University education vs. wisdom

From a historical perspective, cultivating wisdom was always the primary goal of the academy.


Graphic by Joshua Awolade
Graphic by Joshua Awolade

“I don’t think it would have all got me quite so down if just once in a while, there was at least some polite, little perfunctory implication that knowledge should lead to wisdom … and that if it doesn’t, it’s just a disgusting waste of time. You never even hear anywhere on campus that wisdom is supposed to be the goal of knowledge. You hardly ever even hear the word ‘wisdom’ mentioned.”

J.D. Salinger’s words in Franny and Zooey may represent an exaggeration but from my own point of view, if there is any truth in such an assertion, there is legitimate concern about the aims and goals of a university education.

From a historical perspective, cultivating wisdom was always the primary goal of the academy.

Those insights revealed in the wisdom literature — the Torah, Quran and Biblical wisdom literature — were seen as essential in the medieval university.

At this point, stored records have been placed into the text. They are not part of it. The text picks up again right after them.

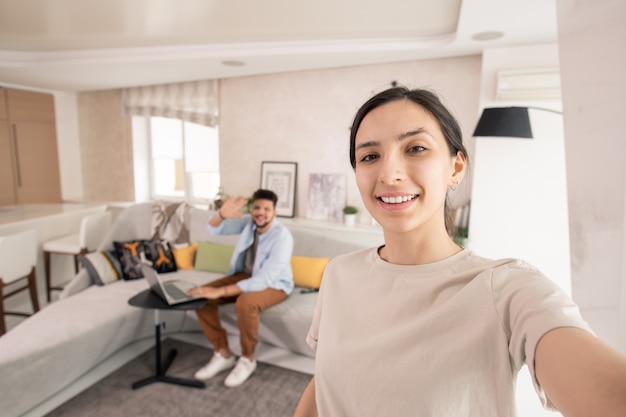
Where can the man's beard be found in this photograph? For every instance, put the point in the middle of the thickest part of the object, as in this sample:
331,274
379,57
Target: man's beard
262,226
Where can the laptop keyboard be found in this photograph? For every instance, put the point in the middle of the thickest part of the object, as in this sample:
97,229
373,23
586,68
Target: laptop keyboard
175,292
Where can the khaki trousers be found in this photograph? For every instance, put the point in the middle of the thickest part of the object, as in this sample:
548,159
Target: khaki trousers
248,307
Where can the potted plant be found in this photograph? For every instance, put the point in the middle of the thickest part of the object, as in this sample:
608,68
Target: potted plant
349,215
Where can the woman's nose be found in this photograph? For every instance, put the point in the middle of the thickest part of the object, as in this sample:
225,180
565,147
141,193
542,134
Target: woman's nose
391,171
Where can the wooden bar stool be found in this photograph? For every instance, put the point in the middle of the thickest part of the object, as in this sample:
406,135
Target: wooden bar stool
93,229
18,259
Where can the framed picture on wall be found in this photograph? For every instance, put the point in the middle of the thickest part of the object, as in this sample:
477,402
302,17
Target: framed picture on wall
281,178
327,196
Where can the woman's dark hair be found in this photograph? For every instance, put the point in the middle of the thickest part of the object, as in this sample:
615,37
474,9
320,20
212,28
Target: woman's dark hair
261,194
429,102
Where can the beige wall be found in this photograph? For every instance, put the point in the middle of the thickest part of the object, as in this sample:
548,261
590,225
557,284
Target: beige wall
106,147
593,64
301,117
305,117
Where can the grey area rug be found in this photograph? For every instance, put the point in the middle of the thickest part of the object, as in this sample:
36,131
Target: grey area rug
270,391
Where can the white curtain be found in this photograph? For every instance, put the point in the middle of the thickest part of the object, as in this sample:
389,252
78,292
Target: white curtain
195,101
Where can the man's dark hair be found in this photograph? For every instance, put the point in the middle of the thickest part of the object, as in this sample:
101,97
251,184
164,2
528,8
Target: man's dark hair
261,194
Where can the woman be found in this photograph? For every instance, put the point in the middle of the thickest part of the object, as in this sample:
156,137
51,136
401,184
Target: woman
423,327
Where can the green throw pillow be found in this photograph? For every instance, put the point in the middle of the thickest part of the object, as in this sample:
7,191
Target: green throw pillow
213,257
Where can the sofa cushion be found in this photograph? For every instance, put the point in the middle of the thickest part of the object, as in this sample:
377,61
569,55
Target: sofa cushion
130,254
308,271
185,256
213,257
103,267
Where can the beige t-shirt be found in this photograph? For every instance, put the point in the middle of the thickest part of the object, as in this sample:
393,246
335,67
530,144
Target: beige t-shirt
442,339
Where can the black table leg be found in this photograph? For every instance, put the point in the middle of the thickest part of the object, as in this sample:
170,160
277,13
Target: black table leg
161,368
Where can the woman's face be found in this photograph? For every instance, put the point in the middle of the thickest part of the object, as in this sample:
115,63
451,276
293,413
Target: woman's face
404,168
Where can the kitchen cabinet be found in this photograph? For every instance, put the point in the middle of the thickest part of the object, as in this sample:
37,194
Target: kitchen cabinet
29,161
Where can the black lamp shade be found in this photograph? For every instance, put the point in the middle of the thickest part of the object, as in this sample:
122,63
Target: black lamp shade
504,122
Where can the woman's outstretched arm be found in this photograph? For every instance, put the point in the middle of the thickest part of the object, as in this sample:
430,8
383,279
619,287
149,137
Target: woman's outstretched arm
580,374
306,406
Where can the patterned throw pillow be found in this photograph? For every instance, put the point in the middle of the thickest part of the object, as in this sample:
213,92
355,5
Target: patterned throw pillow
103,267
159,255
130,254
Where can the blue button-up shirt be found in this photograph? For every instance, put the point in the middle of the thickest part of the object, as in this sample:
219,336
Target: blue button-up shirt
272,262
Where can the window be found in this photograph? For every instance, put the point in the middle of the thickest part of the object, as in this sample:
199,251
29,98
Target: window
183,160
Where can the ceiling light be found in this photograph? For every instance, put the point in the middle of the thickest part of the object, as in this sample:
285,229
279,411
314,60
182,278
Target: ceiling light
487,36
233,63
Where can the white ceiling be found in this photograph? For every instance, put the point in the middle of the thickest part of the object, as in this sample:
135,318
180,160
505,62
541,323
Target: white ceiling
78,45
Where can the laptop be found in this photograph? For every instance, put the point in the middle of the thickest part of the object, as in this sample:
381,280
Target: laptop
172,292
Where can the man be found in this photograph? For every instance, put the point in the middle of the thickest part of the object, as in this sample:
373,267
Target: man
260,276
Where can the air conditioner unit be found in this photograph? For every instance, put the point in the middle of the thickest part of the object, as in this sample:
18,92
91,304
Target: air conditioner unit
528,84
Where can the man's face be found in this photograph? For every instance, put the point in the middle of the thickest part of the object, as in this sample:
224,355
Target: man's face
263,213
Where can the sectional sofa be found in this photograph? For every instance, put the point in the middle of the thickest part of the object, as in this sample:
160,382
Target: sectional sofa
92,319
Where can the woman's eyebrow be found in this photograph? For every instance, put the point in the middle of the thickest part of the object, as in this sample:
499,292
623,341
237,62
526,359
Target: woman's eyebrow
401,137
367,144
410,133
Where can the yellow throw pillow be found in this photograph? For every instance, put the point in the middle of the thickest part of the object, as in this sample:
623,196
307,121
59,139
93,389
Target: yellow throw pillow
308,271
185,257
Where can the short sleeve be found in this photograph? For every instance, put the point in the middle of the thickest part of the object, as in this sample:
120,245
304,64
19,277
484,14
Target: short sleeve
313,334
529,306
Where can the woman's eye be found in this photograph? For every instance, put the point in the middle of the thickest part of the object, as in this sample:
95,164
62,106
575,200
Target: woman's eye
417,149
369,157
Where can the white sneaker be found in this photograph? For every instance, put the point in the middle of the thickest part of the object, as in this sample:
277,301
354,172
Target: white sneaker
240,374
217,364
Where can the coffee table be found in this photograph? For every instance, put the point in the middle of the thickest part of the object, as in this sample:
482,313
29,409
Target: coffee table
148,299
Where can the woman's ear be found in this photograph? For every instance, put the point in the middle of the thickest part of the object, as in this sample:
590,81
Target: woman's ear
459,165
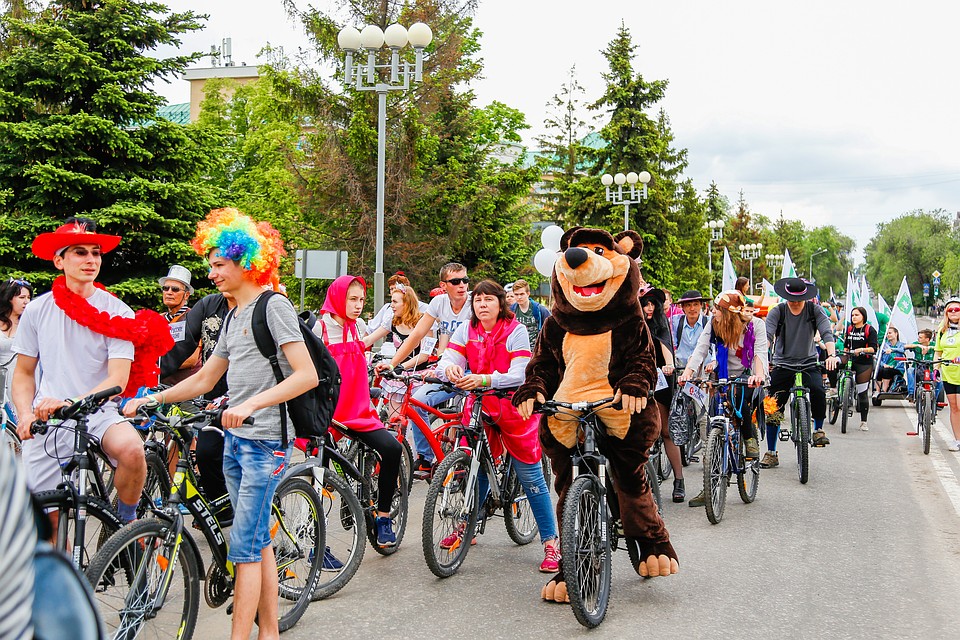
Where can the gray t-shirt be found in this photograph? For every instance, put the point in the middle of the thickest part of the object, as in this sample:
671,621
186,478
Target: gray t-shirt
795,346
249,373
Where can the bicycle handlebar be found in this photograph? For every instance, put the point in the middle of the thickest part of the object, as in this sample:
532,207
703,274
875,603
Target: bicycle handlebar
84,406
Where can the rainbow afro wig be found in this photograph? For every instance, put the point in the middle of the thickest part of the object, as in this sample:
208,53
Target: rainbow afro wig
256,246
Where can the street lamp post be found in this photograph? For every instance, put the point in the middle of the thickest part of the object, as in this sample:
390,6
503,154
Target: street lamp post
617,195
812,256
750,252
367,77
716,234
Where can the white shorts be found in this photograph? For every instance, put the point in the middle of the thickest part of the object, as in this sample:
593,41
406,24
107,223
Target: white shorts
43,454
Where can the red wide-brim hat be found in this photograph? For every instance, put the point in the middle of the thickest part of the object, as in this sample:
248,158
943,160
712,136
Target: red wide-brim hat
46,245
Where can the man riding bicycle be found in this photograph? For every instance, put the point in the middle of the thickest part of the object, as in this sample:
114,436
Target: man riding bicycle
791,327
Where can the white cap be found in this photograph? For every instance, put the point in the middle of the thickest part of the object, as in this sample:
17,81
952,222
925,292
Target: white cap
180,274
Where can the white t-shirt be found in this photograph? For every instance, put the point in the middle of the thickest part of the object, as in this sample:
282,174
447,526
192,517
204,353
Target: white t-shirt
447,320
73,359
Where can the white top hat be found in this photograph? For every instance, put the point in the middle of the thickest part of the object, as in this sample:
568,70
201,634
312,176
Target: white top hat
180,274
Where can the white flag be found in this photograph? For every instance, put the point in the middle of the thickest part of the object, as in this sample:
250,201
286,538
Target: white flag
866,304
851,300
902,315
882,306
788,269
729,275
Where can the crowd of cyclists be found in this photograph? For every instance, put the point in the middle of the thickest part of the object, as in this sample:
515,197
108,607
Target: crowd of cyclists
79,339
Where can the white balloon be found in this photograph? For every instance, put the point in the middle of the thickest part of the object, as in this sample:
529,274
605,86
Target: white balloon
550,237
544,261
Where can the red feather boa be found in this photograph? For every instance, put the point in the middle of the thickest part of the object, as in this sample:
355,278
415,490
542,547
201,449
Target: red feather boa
147,330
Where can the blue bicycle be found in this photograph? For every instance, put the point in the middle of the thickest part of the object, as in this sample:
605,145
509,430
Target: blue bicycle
725,451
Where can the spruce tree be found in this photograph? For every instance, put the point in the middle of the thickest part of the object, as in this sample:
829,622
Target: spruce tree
79,136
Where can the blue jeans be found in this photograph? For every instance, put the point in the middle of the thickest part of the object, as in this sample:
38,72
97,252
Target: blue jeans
252,469
431,395
538,494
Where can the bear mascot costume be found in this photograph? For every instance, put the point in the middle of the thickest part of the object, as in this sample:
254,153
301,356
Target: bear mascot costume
594,346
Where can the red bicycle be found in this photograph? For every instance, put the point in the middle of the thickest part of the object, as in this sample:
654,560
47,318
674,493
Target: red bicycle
441,433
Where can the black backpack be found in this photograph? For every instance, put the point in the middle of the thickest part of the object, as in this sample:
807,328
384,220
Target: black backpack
311,411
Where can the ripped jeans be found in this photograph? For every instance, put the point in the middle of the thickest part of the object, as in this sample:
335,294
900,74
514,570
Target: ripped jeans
535,486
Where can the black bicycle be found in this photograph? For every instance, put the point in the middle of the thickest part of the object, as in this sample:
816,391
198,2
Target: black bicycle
591,527
147,576
454,512
81,507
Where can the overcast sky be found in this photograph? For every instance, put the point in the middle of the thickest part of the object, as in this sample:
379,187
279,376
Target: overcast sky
838,112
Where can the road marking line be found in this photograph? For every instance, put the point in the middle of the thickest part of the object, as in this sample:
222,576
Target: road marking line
948,479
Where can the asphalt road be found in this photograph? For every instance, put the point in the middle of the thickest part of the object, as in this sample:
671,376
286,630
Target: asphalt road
869,548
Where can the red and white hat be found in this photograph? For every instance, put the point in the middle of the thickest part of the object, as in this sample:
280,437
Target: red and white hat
47,245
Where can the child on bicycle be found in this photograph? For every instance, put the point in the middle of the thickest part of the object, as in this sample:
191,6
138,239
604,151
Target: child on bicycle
494,347
340,327
741,347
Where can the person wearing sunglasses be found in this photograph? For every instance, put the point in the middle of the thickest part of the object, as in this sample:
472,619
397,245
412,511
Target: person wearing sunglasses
948,348
14,296
177,290
448,310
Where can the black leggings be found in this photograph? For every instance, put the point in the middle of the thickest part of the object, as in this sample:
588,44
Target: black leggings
385,443
862,374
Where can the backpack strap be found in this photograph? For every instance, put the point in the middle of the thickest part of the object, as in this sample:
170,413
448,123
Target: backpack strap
268,349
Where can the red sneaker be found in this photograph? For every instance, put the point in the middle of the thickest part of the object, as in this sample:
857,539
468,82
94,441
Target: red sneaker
551,559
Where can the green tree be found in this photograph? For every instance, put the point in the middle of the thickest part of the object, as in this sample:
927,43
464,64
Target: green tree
78,135
913,245
448,197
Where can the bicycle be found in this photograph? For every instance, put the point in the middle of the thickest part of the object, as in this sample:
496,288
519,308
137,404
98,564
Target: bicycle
453,512
440,433
800,421
348,489
590,530
725,451
844,402
154,562
86,492
925,398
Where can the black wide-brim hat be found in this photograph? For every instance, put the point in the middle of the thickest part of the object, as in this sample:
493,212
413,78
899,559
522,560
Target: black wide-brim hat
692,296
795,289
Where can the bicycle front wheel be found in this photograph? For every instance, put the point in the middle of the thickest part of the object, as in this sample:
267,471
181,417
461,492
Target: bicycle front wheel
714,476
586,551
297,532
101,523
139,566
449,515
800,415
517,512
345,527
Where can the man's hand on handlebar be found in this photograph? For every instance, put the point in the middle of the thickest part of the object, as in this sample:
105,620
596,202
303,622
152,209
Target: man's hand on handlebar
526,407
631,404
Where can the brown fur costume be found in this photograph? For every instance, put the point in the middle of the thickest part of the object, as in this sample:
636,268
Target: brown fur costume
595,344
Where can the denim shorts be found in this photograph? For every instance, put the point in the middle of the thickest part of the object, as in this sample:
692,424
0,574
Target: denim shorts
252,469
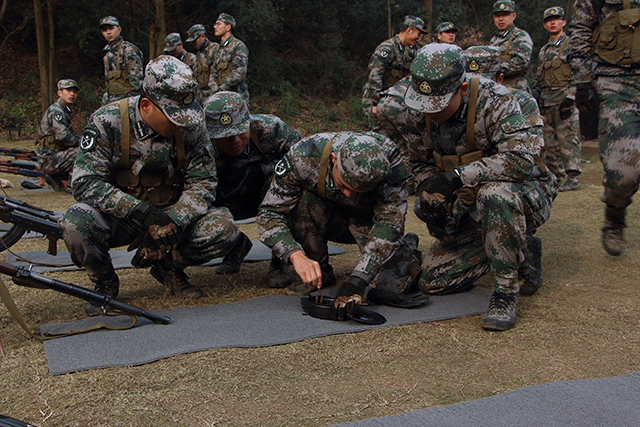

Today, the pursuit of wisdom has been replaced by the pursuit of more “functional” skills and abilities.

While skills training is important when we think about a career, to honour our intellectual obligations while we prepare students for what they may “do” in life, we must also help students be the kind of people they want to be.

Or in fact, from society’s point of view, the kind of people they must be.

Very simply, preparing students for a career, no matter how complex, will limit the student’s experience not only on campus, but also in life.

But more important, a “functional” approach to one’s education results in a severely limited perspective on life itself that diminishes the contributions a liberating education can supply.

I have always urged my students to become familiar with the great works of philosophy, history and literature in order to make some real sense of their many life experiences.

I am reminded of Louis Pasteur’s insightful comment: “Chance always favors the prepared mind.”

Our responsibilities lie in such a preparation and imply moving beyond career goals.

Life’s richest and sometimes painful experiences — losses, love, and the courage to be — are often lost in a highly focused, highly specialized educational experience. Our students require a broad intellectual base from which to evaluate such experiences.

As T.S. Eliot mused in Choruses from the Rock, “Where is the life we have lost in the living, where is the wisdom we have lost in knowledge, and where is the knowledge we have lost in information?”

The many complex difficulties facing us require a multi-disciplinary or trans-disciplinary approach rather than the more common protective territoriality of university faculties and disciplines.

In my own department of psychology, the emphasis seems to be on creating “ideological clones” or exact replicas of ourselves — psychologists who rarely nod to the humanities, music and the fine arts — those pursuits that would contribute most to a truly liberating education.

The current climate on campuses urges a functional approach to education, urging a skill-based training made more purposeful in the face of employment difficulties, economic downturns and fewer career opportunities for our students.

But the university must continue steadfast in its traditional mission — acknowledging and promoting wisdom even while acknowledging education’s utilitarian emphases.

Many retirees speak of regretting how much time they spend in their offices or on the job, whereas they confess too late the realization that life is really lived before nine in the morning and after five in the afternoon.

A truly liberating education can assist in doing just that — realizing early on how and where life is truly lived.

In one of her letters to a friend, novelist Flannery O’Connor wrote: “You have to push as hard as the age that pushes against you.” Therein lies wisdom.